I am trying to fit a factor model with a sparse non-negative loading matrix. To model the sparsity, I am using a mixture of two gamma distributions to enforce the non-negativity.
data {
int<lower=0> N; //number of students
int<lower=0> NY; //number of items
int<lower=0> N_eta; //number of skills
real a; //set to 10 for the spike variable
array[N, NY] int<lower = 0, upper = 1> Y; //dichotomously scored items in wide format
}
parameters {
//Q-matrix
matrix<lower = 0, upper = 1>[NY, N_eta] theta; //r_k
matrix<lower = 0>[NY, N_eta] Z_spike;
matrix<lower = 0>[NY, N_eta] Z_slab;
//Concept Knowledge Map i.e. Factors
matrix[N, N_eta] Z_eta; //MVN(0, I)
}
transformed parameters{
matrix<lower = 0>[NY, N_eta] W;
{
vector[NY * N_eta] vec_theta = to_vector(theta);
vector[NY * N_eta] vec_slab = to_vector(Z_slab);
vector[NY * N_eta] vec_spike = to_vector(Z_spike);
vector[NY * N_eta] W_vec = vec_theta .* vec_slab + (1 - vec_theta) .* vec_spike;
W = to_matrix(W_vec, NY, N_eta);
}
}
model {
matrix[N, NY] mu = Z_eta*W';
to_vector(theta) ~ beta(1, 1.5); //uniform(0, 1);
to_vector(Z_slab) ~ gamma(2,2); //gamma(5, 6); Trying gamma(2, 2) also
to_vector(Z_spike) ~ gamma(a, 1/a);
for(k in 1:N_eta){
Z_eta[, k] ~ std_normal();
}
target += bernoulli_logit_lupmf(to_array_1d(Y) | to_vector(mu));
}
However, my estimates of the loadings from W are inaccurate.
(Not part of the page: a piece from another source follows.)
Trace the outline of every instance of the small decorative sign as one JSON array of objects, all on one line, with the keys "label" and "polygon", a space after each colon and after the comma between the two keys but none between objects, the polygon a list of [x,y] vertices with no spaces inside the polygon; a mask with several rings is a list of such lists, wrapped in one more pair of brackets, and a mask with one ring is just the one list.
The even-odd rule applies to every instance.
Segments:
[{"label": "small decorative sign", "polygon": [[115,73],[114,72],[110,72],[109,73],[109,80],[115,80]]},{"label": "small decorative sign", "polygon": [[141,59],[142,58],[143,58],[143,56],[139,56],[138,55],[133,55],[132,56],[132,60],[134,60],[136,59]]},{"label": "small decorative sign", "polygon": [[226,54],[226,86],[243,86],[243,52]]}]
Any recommendations on how to model the sparse loading would be greatly appreciated.
I haven’t tried to run the model, but it looks like you are putting a spike and slab on every entry of W and hoping that enough entries stay at 0 to keep the model parameters identified. I think this will cause problems where different skills switch between different columns of W across iterations of the MCMC, and there could also be rotational indeterminacy problems.
If I was coding this, I would get the model working with traditional priors (not spike/slab) on entries of W, then move to spikes and slabs after that. To identify the loadings, it is traditional to take the top N_eta \times N_eta square of W, the fix the entries in the upper triangle to 0. You might not want to do that, but I am guessing that this is why you have problems with the estimates of W. The papers below describe some related issues and propose some new solutions.